Wednesday, October 12, 2011

From: Art in the Picture- Barque- Styles and Movements

Girl with a Pearl Earring by Jan Vermeer
The Night Watch by  Rembrandt
Las Meninas by Diego Velazquez
The Assumption of the Virgin by Peter Paul Rubens

BAROQUE ARTISTS

Adriaen Brouwer (1606 - 1638)

Caravaggio (1573 - 1610)

Annibale Carracci (1560 - 1609)

Gerrit Dou (1613 - 1675)

Carel Fabritius (1622 - 1654)

Artemisia Gentileschi (1593 - 1653)

Frans Hals (1580 - 1666)

Jacob Jordaens (1593 - 1678)

Charles Le Brun (1619 - 1690)

Claude Lorrain (1604 - 1682)

Nicolas Poussin (1594 - 1665)

Rembrandt (1606 - 1669)

Guido Reni (1575 - 1642)

Peter Paul Rubens (1577 - 1640)

Anthony van Dyck (1599 - 1641)

Diego Velazquez (1599 - 1660)

Jan Vermeer (1632 - 1675)

WHAT IS BAROQUE

Baroque was a style in art that used exaggerated motion and clear, easily interpreted detail to produce drama, tension, exuberance, and grandeur from sculpture, painting, literature, and music. The baroque style started around 1600 in Rome, Italy and spread to most of Europe. In music the Baroque applies to the final period of dominance of imitative counterpoint.

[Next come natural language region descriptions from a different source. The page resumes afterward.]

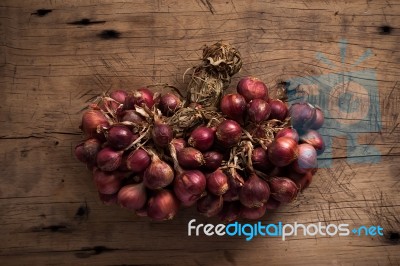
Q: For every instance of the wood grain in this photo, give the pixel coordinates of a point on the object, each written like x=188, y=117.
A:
x=55, y=56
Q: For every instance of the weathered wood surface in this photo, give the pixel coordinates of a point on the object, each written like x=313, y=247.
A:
x=56, y=55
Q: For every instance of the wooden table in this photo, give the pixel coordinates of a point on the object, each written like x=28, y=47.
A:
x=55, y=56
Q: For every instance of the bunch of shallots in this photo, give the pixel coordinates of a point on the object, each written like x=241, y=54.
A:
x=155, y=153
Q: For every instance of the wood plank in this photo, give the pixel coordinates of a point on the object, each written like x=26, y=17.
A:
x=53, y=63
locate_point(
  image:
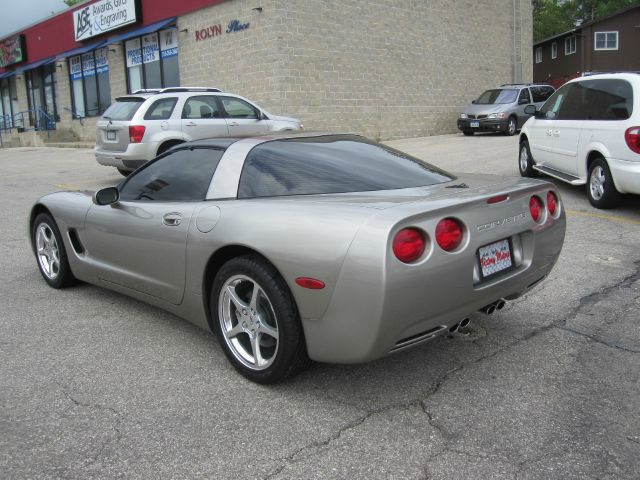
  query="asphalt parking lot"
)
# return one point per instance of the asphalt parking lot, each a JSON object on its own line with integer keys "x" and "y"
{"x": 96, "y": 385}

The popularity and success of the "baroque" was encouraged by the Catholic Church when it decided that the drama of the baroque artists' style could communicate religious themes in direct and emotional involvement. The secular aristocracy also saw the dramatic style of baroque architecture and art as a means of impressing visitors and would-be competitors. Baroque palaces are built round an entrance sequence of courts, anterooms, grand staircases, and reception rooms of sequentially increasing magnificence. Many forms of art, music, architecture, and literature inspired each other in the "baroque" cultural movement.

The Baroque originated around 1600. The canon promulgated at the Council of Trent (1545?63), by which the Roman Catholic Church addressed the representational arts by demanding that paintings and sculptures in church contexts should speak to the illiterate rather than to the well-informed, is customarily offered as an inspiration of the Baroque, which appeared, however, a generation later. This turn toward a populist conception of the function of ecclesiastical art is seen by many art historians as driving the innovations of Caravaggio and the Carracci brothers, all of whom were working (and competing for commissions) in Rome around 1600.

The appeal of Baroque style turned consciously from the witty, intellectual qualities of 16th century Mannerist art to a visceral appeal aimed at the senses. It employed an iconography that was direct, simple, obvious, and dramatic (see the Prometheus sculpture below). Baroque art drew on certain broad and heroic tendencies in Annibale Caracci and his circle, and found inspiration in other artists like Correggio and Caravaggio and Federico Barocci, nowadays sometimes termed 'proto-Baroque'.

A defining statement of what Baroque signifies in painting is provided by the series of paintings executed by Peter Paul Rubens for Marie de Medici at the Luxembourg Palace in Paris (now at the Louvre), in which a Catholic painter satisfied a Catholic patron: Baroque-era conceptions of monarchy, iconography, handling of paint, and compositions as well as the depiction of space and movement. Another frequently cited work of Baroque art is Bernini's "Saint Theresa in ecstasy" for the Cornaro chapel in S. Maria della Vittoria, which brings together multiple arts, including opera.